Manager Joe Maddon said the difference with Seo has been his overall command and the fact he has increased his velocity as he has become readjusted to the starting rotation. (When the Rays acquired him, the Dodgers had demoted Seo to the bullpen.) With his recent success, Seo has impressed Maddon enough to believe he could be a consistent 15-game winner and a fixture in the starting rotation.

"He's all about location," Maddon said. "He's real tough against a good team. He's the kind of a guy where you feel that whenever he pitches, you feel like you have a chance to win. He's one of those guys."

The Rays hadn't been able to take advantage of that, going 1-6 in Seo's past seven starts. But on Wednesday, Seo gave his team just enough to break a season-high, nine-game losing streak.

"I'd love to have seen him get the win," Maddon said. "He cared more about the team getting the win than the fact that he didn't get the win. And that's why he belongs here."

ON SCHEDULE: The Rays release their 2007 schedule today, which includes slight adjustments to the game times. Weekday and Saturday games start at 7:10 (rather than 7:15) and Sunday games at 1:40 (pushed back from 1:15). There are occasional weekday games at 3:10. The Rays open the season at New York on April 2 and finish at Toronto on Sept. 30. Home interleague opponents are the Dodgers, Marlins and Padres.

IN NEED OF RELIEF: Maddon said reliever Chad Orvella, who had a throwing session before Monday's game, likely will not pitch for the rest of the season (intercostal strain). Travis Harper, sidelined with right shoulder impingement since Aug. 3, could also be shut down for the season today. But Maddon said he expects reliever Edwin Jackson to return, maybe as soon as today. Jackson threw off flat ground for the second time since taking a batted ball off his head Saturday. "I think he's going to be fine soon," Maddon said.

MISCELLANY: With his seventh-inning single, centerfielder Rocco Baldelli is 3-for-3 with the bases loaded this season. He is batting .647 (11-for-17) in his career with the bags full. ... With two hits Wednesday, second baseman Jorge Cantu was 8-for-11 in the three-game series.

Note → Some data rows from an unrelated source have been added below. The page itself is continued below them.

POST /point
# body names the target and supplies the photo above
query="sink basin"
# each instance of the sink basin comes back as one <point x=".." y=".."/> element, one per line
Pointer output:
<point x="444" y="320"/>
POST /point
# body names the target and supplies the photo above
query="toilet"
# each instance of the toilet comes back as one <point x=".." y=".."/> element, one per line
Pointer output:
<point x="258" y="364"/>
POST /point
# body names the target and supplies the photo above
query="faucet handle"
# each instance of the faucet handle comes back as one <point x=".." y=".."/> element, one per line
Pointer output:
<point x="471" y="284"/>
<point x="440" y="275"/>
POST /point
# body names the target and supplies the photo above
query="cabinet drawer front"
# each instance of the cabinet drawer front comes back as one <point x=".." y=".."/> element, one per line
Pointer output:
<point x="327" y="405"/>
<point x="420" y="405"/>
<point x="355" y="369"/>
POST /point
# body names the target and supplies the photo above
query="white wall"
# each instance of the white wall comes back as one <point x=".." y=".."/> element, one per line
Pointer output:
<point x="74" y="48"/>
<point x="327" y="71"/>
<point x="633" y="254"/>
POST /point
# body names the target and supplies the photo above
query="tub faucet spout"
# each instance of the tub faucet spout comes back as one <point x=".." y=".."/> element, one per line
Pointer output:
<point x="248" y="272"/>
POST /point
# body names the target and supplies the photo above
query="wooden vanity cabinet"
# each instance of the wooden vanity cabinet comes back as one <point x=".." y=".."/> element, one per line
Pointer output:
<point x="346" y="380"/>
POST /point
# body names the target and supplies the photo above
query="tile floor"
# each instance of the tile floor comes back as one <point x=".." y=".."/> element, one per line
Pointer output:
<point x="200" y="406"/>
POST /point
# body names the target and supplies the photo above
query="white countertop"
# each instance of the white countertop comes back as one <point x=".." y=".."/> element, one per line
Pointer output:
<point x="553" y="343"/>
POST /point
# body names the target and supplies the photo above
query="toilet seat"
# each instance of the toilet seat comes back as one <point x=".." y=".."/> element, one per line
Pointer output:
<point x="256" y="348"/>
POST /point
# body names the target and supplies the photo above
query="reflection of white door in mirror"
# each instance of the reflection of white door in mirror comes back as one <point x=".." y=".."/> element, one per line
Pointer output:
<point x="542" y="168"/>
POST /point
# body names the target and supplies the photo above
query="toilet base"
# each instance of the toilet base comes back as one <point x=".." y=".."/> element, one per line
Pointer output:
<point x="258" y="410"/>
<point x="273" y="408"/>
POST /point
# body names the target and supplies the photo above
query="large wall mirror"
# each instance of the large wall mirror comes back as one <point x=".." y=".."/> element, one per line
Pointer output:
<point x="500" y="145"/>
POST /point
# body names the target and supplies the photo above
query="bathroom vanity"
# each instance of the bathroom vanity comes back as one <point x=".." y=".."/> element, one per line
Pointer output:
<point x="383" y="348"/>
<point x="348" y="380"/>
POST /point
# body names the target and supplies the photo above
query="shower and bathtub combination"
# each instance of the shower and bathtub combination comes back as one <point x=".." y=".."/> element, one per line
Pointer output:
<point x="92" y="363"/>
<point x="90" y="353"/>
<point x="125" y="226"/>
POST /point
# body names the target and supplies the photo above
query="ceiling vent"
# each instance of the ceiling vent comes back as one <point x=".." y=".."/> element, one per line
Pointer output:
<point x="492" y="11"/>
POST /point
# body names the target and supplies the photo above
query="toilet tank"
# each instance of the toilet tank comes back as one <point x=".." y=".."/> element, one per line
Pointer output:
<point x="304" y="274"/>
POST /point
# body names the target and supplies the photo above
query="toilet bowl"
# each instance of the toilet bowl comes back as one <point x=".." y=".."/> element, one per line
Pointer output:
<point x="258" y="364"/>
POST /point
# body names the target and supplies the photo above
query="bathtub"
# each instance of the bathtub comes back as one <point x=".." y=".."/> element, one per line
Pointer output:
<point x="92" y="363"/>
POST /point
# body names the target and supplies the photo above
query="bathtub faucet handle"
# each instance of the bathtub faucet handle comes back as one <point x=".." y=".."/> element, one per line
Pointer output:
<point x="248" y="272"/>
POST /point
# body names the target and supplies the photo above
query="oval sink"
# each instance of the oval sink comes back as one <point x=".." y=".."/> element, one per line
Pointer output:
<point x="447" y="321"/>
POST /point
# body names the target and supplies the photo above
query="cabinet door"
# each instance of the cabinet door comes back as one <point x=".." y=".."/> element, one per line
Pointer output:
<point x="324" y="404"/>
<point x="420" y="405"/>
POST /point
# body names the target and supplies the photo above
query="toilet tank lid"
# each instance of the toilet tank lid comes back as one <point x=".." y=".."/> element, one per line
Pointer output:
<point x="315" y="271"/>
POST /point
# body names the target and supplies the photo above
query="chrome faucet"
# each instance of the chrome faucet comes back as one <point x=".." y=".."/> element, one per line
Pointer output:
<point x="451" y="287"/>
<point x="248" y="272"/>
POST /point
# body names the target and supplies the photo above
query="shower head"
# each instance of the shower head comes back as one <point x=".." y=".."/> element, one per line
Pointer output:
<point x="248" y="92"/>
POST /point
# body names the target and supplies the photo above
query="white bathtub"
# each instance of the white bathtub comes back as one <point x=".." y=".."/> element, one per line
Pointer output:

He went into the series hitless in his previous 14 at-bats. ... Orioles third baseman and former Devil Ray Gomez had two hits to extend his hitting streak to 13 games. "He's on the All-Maddon team," Maddon said. "Every time I see him, he does what he did today. I'm his St. Christopher medal. I'm the lucky star." ... Rays reliever Brian Meadows is expecting his first child, a boy he plans to name Jacob Austin. His wife, Jenny, is scheduled to go to the doctor today and might be induced. ... With players beginning to clean out their lockers, the Rays have collection boxes in the clubhouse for equipment donations to send to the organization's new academies in the Dominican Republic and Venezuela.